Assume that total momentum is conserved, and solve for the speed and direction of the second puck.
To determine the direction and magnitude of the velocity of the second puck after the collision, we can use the laws of conservation of momentum and conservation of kinetic energy.
1. Conservation of Momentum:
Momentum is defined as the product of an object's mass and its velocity.
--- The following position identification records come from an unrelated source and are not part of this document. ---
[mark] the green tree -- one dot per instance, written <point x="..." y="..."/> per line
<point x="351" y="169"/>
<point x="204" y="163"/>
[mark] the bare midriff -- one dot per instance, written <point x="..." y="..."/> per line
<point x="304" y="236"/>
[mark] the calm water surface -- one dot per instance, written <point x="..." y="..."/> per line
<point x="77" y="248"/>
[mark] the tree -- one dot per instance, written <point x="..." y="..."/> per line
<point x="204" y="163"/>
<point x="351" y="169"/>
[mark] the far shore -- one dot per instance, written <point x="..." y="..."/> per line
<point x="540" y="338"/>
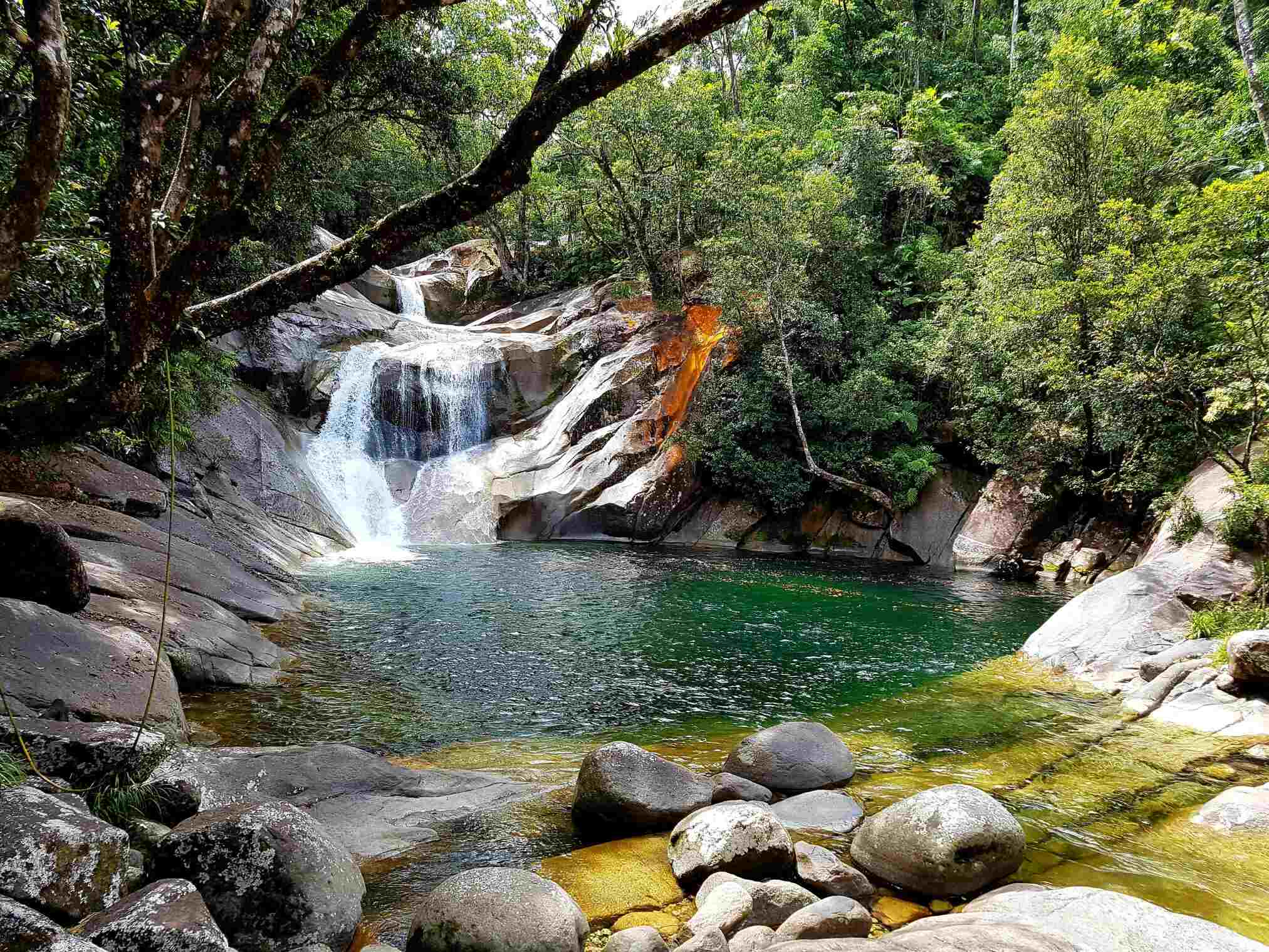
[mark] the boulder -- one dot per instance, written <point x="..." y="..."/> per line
<point x="167" y="916"/>
<point x="102" y="674"/>
<point x="820" y="810"/>
<point x="1186" y="650"/>
<point x="941" y="842"/>
<point x="371" y="807"/>
<point x="776" y="900"/>
<point x="56" y="856"/>
<point x="271" y="875"/>
<point x="735" y="837"/>
<point x="729" y="786"/>
<point x="1249" y="657"/>
<point x="85" y="755"/>
<point x="1104" y="634"/>
<point x="23" y="929"/>
<point x="38" y="562"/>
<point x="640" y="938"/>
<point x="1236" y="810"/>
<point x="825" y="874"/>
<point x="726" y="909"/>
<point x="751" y="938"/>
<point x="625" y="786"/>
<point x="833" y="918"/>
<point x="498" y="911"/>
<point x="792" y="757"/>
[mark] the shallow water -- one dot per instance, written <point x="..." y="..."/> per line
<point x="520" y="658"/>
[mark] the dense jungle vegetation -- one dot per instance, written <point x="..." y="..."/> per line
<point x="1031" y="235"/>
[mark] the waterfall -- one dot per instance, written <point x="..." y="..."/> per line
<point x="410" y="298"/>
<point x="439" y="421"/>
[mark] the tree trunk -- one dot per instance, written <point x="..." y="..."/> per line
<point x="44" y="41"/>
<point x="1013" y="37"/>
<point x="1246" y="44"/>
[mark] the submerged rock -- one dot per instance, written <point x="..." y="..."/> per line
<point x="735" y="837"/>
<point x="792" y="757"/>
<point x="167" y="916"/>
<point x="498" y="911"/>
<point x="825" y="874"/>
<point x="56" y="856"/>
<point x="729" y="786"/>
<point x="820" y="810"/>
<point x="38" y="562"/>
<point x="833" y="918"/>
<point x="269" y="874"/>
<point x="941" y="842"/>
<point x="625" y="786"/>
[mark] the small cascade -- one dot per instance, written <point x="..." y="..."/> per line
<point x="422" y="405"/>
<point x="412" y="303"/>
<point x="342" y="460"/>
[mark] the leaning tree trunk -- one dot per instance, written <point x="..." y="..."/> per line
<point x="43" y="39"/>
<point x="1243" y="26"/>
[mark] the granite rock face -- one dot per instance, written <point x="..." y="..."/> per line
<point x="167" y="916"/>
<point x="498" y="911"/>
<point x="271" y="875"/>
<point x="625" y="786"/>
<point x="792" y="757"/>
<point x="38" y="563"/>
<point x="56" y="856"/>
<point x="942" y="842"/>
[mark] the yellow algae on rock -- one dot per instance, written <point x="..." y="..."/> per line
<point x="663" y="922"/>
<point x="614" y="879"/>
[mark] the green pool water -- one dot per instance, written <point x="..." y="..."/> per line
<point x="521" y="658"/>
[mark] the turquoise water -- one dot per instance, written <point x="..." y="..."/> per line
<point x="590" y="640"/>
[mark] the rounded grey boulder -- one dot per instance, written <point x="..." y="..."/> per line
<point x="941" y="842"/>
<point x="729" y="786"/>
<point x="792" y="757"/>
<point x="624" y="785"/>
<point x="271" y="875"/>
<point x="820" y="810"/>
<point x="496" y="909"/>
<point x="833" y="918"/>
<point x="745" y="839"/>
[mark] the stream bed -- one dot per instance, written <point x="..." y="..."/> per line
<point x="520" y="658"/>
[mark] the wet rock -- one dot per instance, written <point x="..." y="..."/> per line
<point x="373" y="808"/>
<point x="776" y="900"/>
<point x="167" y="916"/>
<point x="820" y="810"/>
<point x="825" y="874"/>
<point x="736" y="837"/>
<point x="102" y="674"/>
<point x="833" y="918"/>
<point x="271" y="875"/>
<point x="895" y="913"/>
<point x="85" y="755"/>
<point x="726" y="909"/>
<point x="641" y="938"/>
<point x="792" y="757"/>
<point x="1249" y="657"/>
<point x="729" y="786"/>
<point x="941" y="842"/>
<point x="37" y="559"/>
<point x="708" y="941"/>
<point x="56" y="856"/>
<point x="1186" y="650"/>
<point x="1236" y="810"/>
<point x="751" y="938"/>
<point x="625" y="786"/>
<point x="23" y="929"/>
<point x="498" y="911"/>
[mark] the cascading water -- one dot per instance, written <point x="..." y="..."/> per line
<point x="433" y="417"/>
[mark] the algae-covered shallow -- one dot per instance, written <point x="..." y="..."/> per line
<point x="522" y="658"/>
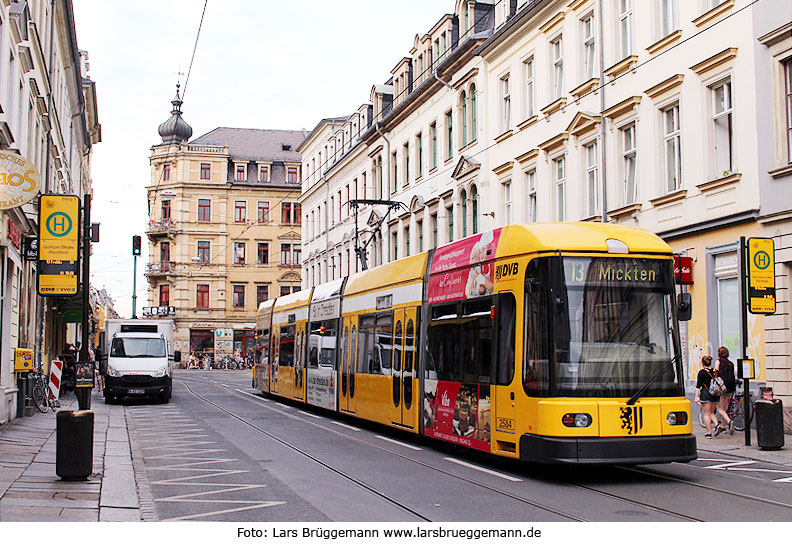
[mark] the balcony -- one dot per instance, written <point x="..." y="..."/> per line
<point x="159" y="228"/>
<point x="160" y="268"/>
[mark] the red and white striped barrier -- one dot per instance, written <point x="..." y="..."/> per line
<point x="56" y="369"/>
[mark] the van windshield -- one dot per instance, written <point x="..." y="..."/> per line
<point x="137" y="348"/>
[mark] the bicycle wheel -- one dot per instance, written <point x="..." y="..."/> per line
<point x="738" y="416"/>
<point x="40" y="398"/>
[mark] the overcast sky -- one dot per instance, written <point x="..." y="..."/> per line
<point x="259" y="64"/>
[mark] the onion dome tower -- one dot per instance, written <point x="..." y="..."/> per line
<point x="175" y="130"/>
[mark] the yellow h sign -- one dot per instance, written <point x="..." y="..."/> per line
<point x="761" y="275"/>
<point x="59" y="244"/>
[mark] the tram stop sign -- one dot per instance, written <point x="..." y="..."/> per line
<point x="59" y="237"/>
<point x="761" y="276"/>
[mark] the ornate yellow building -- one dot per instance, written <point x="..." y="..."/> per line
<point x="224" y="231"/>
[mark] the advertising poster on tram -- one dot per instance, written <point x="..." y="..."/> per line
<point x="458" y="413"/>
<point x="321" y="388"/>
<point x="463" y="269"/>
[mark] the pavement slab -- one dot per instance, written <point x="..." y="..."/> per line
<point x="30" y="489"/>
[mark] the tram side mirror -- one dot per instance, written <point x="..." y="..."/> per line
<point x="684" y="307"/>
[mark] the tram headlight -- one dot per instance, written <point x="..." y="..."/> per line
<point x="577" y="420"/>
<point x="677" y="418"/>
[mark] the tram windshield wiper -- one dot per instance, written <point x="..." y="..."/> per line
<point x="642" y="390"/>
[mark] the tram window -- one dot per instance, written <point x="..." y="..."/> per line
<point x="536" y="370"/>
<point x="352" y="349"/>
<point x="409" y="339"/>
<point x="444" y="342"/>
<point x="476" y="334"/>
<point x="345" y="353"/>
<point x="383" y="345"/>
<point x="365" y="359"/>
<point x="506" y="316"/>
<point x="286" y="346"/>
According to the law of conservation of momentum, the total momentum before the collision should be equal to the total momentum after the collision.
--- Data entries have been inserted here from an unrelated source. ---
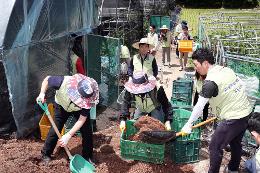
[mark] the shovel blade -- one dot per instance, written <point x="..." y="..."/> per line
<point x="79" y="165"/>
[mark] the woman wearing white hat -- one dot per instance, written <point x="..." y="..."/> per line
<point x="165" y="38"/>
<point x="143" y="61"/>
<point x="142" y="91"/>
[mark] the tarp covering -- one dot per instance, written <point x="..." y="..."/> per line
<point x="103" y="65"/>
<point x="36" y="44"/>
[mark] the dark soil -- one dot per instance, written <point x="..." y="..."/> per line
<point x="24" y="156"/>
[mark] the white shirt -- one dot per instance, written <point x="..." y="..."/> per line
<point x="153" y="39"/>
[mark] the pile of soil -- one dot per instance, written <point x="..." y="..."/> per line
<point x="146" y="123"/>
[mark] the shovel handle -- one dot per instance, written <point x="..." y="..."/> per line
<point x="198" y="125"/>
<point x="44" y="106"/>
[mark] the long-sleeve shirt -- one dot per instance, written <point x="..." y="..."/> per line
<point x="154" y="67"/>
<point x="158" y="97"/>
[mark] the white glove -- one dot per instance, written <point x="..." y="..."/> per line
<point x="40" y="98"/>
<point x="64" y="139"/>
<point x="167" y="125"/>
<point x="122" y="126"/>
<point x="186" y="129"/>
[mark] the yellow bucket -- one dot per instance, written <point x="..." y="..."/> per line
<point x="185" y="45"/>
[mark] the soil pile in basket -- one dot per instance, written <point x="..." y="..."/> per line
<point x="146" y="123"/>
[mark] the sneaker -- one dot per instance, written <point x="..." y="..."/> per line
<point x="46" y="159"/>
<point x="92" y="161"/>
<point x="226" y="170"/>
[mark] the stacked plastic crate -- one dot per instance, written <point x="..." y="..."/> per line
<point x="182" y="94"/>
<point x="184" y="149"/>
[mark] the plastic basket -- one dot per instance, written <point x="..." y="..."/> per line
<point x="185" y="151"/>
<point x="182" y="92"/>
<point x="181" y="116"/>
<point x="134" y="150"/>
<point x="45" y="124"/>
<point x="249" y="139"/>
<point x="185" y="45"/>
<point x="70" y="123"/>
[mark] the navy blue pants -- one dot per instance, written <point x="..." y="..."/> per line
<point x="227" y="132"/>
<point x="61" y="116"/>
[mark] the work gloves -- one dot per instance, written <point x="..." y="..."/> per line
<point x="167" y="125"/>
<point x="65" y="139"/>
<point x="40" y="98"/>
<point x="122" y="126"/>
<point x="186" y="129"/>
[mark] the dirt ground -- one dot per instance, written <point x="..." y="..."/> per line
<point x="24" y="156"/>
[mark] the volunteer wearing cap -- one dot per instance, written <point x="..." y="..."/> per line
<point x="153" y="39"/>
<point x="226" y="95"/>
<point x="144" y="61"/>
<point x="75" y="95"/>
<point x="142" y="91"/>
<point x="166" y="38"/>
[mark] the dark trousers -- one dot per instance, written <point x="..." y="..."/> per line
<point x="60" y="119"/>
<point x="227" y="132"/>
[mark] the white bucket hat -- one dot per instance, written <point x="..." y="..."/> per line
<point x="164" y="27"/>
<point x="143" y="41"/>
<point x="141" y="83"/>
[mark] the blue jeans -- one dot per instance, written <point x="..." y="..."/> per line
<point x="157" y="113"/>
<point x="227" y="132"/>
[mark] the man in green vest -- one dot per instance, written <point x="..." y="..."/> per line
<point x="226" y="95"/>
<point x="253" y="165"/>
<point x="142" y="91"/>
<point x="143" y="61"/>
<point x="166" y="39"/>
<point x="75" y="96"/>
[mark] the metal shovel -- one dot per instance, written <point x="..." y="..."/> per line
<point x="160" y="137"/>
<point x="77" y="163"/>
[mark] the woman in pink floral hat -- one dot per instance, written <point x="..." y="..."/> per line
<point x="75" y="95"/>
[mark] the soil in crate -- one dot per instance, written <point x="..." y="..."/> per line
<point x="146" y="123"/>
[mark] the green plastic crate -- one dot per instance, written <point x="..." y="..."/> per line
<point x="182" y="92"/>
<point x="181" y="116"/>
<point x="180" y="102"/>
<point x="249" y="139"/>
<point x="185" y="151"/>
<point x="186" y="107"/>
<point x="134" y="150"/>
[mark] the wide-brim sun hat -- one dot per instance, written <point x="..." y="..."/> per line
<point x="164" y="27"/>
<point x="142" y="41"/>
<point x="83" y="91"/>
<point x="141" y="83"/>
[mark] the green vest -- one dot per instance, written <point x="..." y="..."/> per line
<point x="167" y="42"/>
<point x="199" y="84"/>
<point x="145" y="105"/>
<point x="147" y="64"/>
<point x="231" y="101"/>
<point x="257" y="158"/>
<point x="125" y="52"/>
<point x="74" y="59"/>
<point x="62" y="98"/>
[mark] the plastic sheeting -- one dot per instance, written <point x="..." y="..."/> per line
<point x="35" y="45"/>
<point x="103" y="65"/>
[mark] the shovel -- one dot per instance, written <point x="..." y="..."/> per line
<point x="77" y="163"/>
<point x="160" y="137"/>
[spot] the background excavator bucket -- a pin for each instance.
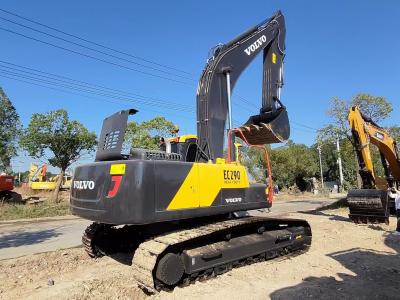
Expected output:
(368, 206)
(261, 130)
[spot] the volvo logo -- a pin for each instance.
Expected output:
(84, 184)
(253, 47)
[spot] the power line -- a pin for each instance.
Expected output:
(83, 90)
(96, 88)
(93, 43)
(91, 57)
(82, 95)
(93, 49)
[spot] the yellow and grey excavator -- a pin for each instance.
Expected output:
(184, 206)
(372, 203)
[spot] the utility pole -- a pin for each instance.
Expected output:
(340, 164)
(320, 167)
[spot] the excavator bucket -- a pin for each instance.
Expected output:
(264, 129)
(368, 206)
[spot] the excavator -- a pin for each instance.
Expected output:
(372, 203)
(182, 210)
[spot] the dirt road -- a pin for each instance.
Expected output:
(49, 234)
(345, 261)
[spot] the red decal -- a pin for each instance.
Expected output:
(117, 182)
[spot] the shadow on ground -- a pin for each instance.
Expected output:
(376, 276)
(26, 238)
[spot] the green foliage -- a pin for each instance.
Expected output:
(54, 132)
(148, 133)
(9, 130)
(289, 163)
(375, 107)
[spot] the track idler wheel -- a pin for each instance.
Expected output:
(93, 240)
(170, 269)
Let's denote the initial velocity of the first puck along the blue line as v1i, the final velocity of the first puck as v1f, the initial velocity of the second puck as v2i, and the final velocity of the second puck as v2f.
Since the second puck is initially stationary, its initial velocity v2i is zero.
Using the conservation of momentum, we can write the equation:
m1 * v1i + m2 * v2i = m1 * v1f + m2 * v2f,
where m1 and m2 are the masses of the pucks (both 0.237 kg).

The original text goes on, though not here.